Jaime Caycedo : Il s’agit d’une proposition tout à fait envisageable. C’est un chemin qui cherche, de mon point de vue, à normaliser les conditions en vue de trouver une voie politique, comme solution au conflit interne colombien. Il ne s’agit pas uniquement de faciliter les accords humanitaires qui peuvent se réaliser sans ce type de reconnaissance.
Un traité de paix ne peut naître que d’une discussion où il y a une reconnaissance des identités différenciées, des objectifs recherchés par les uns et les autres. On doit pouvoir aussi convenir d’un agenda commun pour développer un dialogue de négociation.
Jusqu’à il y a sept ans, les gouvernements et l’État colombien reconnaissaient les forces des guérillas comme des mouvements politico-militaires. Ils reconnaissaient qu’il y avait un conflit auquel il fallait trouver une solution via un dialogue. Ce virage, dont l’ex-président Pastrana porte la responsabilité, a été pris sous les pressions du militarisme et du paramilitarisme colombiens, alors que se mettait en place la politique d’application du plan Colombie, une politique de belligérance militaire et de contre-insurrection de la part des États-Unis.

Ce statut impliquerait également un changement radical de la part des FARC quant à leur stratégie de séquestration…

Jaime Caycedo : De fait. Pour ce qui nous concerne, nous condamnons fermement la séquestration. Les mouvements insurgés doivent se soumettre aux conditions minimales de « régulation » des conflits telles que préconisées par le droit international afin de respecter la population civile. Sur ce point, le gouvernement colombien a clairement manifesté qu’il n’existe pas, selon lui, de neutralité. Le statut dit de « non-combattant » ne serait pas possible. Pour cette raison, il fustige de manière permanente les défenseurs des droits de l’homme, et les secteurs de l’opposition, sous prétexte que celui qui n’appuie pas la posture officielle face à la guerre est forcément partisan et auxiliaire de la guérilla. C’est aussi une infraction très nette du droit international humanitaire.

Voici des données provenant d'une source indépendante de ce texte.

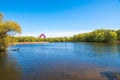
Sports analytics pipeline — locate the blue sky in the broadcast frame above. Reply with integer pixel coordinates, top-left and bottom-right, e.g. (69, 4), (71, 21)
(1, 0), (120, 37)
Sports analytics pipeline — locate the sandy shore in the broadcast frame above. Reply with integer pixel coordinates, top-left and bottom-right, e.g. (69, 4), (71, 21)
(15, 42), (49, 44)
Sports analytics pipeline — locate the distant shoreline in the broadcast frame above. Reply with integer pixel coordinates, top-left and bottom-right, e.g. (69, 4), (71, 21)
(15, 42), (49, 44)
(15, 41), (120, 44)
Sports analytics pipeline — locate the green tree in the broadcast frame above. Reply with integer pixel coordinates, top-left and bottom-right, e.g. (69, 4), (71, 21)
(103, 30), (117, 42)
(0, 13), (22, 51)
(72, 29), (118, 43)
(116, 29), (120, 40)
(93, 29), (106, 42)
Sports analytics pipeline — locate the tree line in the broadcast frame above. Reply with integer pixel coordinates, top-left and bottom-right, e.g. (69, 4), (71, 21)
(16, 36), (73, 42)
(16, 29), (120, 43)
(73, 29), (120, 43)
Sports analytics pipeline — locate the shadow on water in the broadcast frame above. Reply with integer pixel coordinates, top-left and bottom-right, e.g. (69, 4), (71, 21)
(0, 51), (22, 80)
(101, 72), (120, 80)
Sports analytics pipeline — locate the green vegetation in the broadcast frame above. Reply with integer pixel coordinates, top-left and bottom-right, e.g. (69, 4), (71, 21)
(117, 29), (120, 41)
(0, 14), (22, 51)
(16, 36), (73, 42)
(73, 29), (118, 43)
(16, 29), (120, 43)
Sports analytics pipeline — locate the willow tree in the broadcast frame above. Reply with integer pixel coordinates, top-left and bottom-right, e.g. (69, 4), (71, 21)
(0, 14), (22, 51)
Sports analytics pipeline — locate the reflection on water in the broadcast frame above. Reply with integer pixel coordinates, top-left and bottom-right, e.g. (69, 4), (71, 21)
(73, 42), (120, 54)
(0, 51), (22, 80)
(91, 43), (120, 54)
(1, 42), (120, 80)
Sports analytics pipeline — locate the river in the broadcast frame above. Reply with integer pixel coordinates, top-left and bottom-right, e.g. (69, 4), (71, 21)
(0, 42), (120, 80)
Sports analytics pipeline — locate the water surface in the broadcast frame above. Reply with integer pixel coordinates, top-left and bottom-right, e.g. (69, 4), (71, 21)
(0, 42), (120, 80)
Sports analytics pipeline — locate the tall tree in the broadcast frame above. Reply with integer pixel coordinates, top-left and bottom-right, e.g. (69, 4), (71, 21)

 Quelle attitude devrait, selon vous, adopter la communauté internationale ?
Jaime Caycedo : Je voudrais faire référence à l’expérience de la France et du Mexique qui, en 1982, avaient reconnu le mouvement de guérilla du FMLN. À l’époque, le conflit salvadorien n’en était pas moins dur ou cruel. Les mines « rompe pata » (casse-jambe) ont été utilisées avec encore plus d’intensité du fait d’un territoire géographique bien plus petit que la Colombie par exemple.
S’il a été possible, il y a vingt-cinq ans de cela, de reconnaître cette guérilla pour ouvrir une voie à une solution négociée, avec des espaces internationaux, pourquoi cela n’est-il pas envisagé dans le cas colombien ? La question soulevée par Chavez pointe la nécessité de chercher une solution de fond. Parce que le conflit colombien affecte également aujourd’hui l’Amérique du Sud et les relations hémisphériques. La politique dite de sécurité démocratique du président implique une militarisation de la vie nationale, du traitement de l’opposition, un renforcement de la répression sociale. La lutte en faveur de la paix est maccarthysée. La politique du gouvernement d’Alvaro Uribe alimente la psychose de la guerre.

 

Dès lors  comment revenir à une  normalisation  à même de pouvoir penser la paix ?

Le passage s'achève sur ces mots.